After extensive study, the US Rubber Company, founded in 1892, created Naugahyde in 1920. Synthetic leather acquired appeal in the worldwide market with the discovery of Naugahyde. Naugahyde was first used to make handbags and continued to stay high in demand as a replacement for genuine leather for many years, particularly in the 1930s and 1940s.
Many firms attempted to make synthetic leather after the 1950s until the twentieth century when people realized the negative and destructive impact of synthetic leather. As public awareness grew, numerous firms began to experiment with non-biodegradable and environmentally friendly alternatives to leatherette. Many firms have developed vegan leather with their expert development team, but they are yet to make a substantial impact in the industry.
MODERN-DAY LEATHER INDUSTRY
Leather is now widely employed in a variety of sectors. Tanning can be done in a variety of ways, such as vegetable, chrome, aldehyde, brain, and alum tanning.
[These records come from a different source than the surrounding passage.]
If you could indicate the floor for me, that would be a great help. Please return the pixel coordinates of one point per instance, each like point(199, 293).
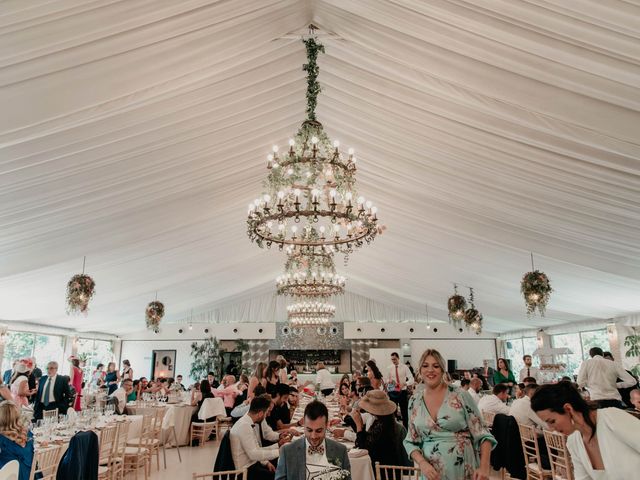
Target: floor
point(195, 460)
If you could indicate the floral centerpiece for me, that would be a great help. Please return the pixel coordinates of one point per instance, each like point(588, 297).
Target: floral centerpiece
point(536, 289)
point(153, 315)
point(80, 290)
It comes in a variety of grades and hues and is utilized in almost every aspect of life. From natural to artificial leather- there’s an equal demand for both varieties in the modern-day world.
Almost everyone has a leather item they use as a part of their everyday life, whether it's a purse, keyring, wallet, apron, hat, and a lot other things. It's fascinating to realize how far leather has progressed over eons. It's also interesting to note how familiar some of the manufacturing processes and applications are, even after so many years. Leather is indeed a classic material.
Craftsmanship, quality, and heritage are of utmost importance in the field of leather making. Thus, the modern leather clothing and accessories industry is always taking inspiration from older times. From tough leather boots reminiscent of Western cowboys to the vintage aviation look that exemplifies the WWII era, modern fashion designers continue to draw on the past for inspiration when crafting leather goods as per recent trends.
Historical trends will always be a reminiscence of the origins of the craft and create an impact on the recent styles to date. Leather designers, on the other hand, are constantly looking for fresh and imaginative methods to highlight this iconic material and its versatility. Exotic rawhides like crocodile, snakeskin, and ostrich, as well as distinctive leather finishes like patent and suede, have become increasingly popular on runways and on the covers of high-fashion luxury magazines. While it is a real task to forecast future fashions or trends, it is fair to assume that leather will always have a role in modern culture, whether for aesthetic or usefulness.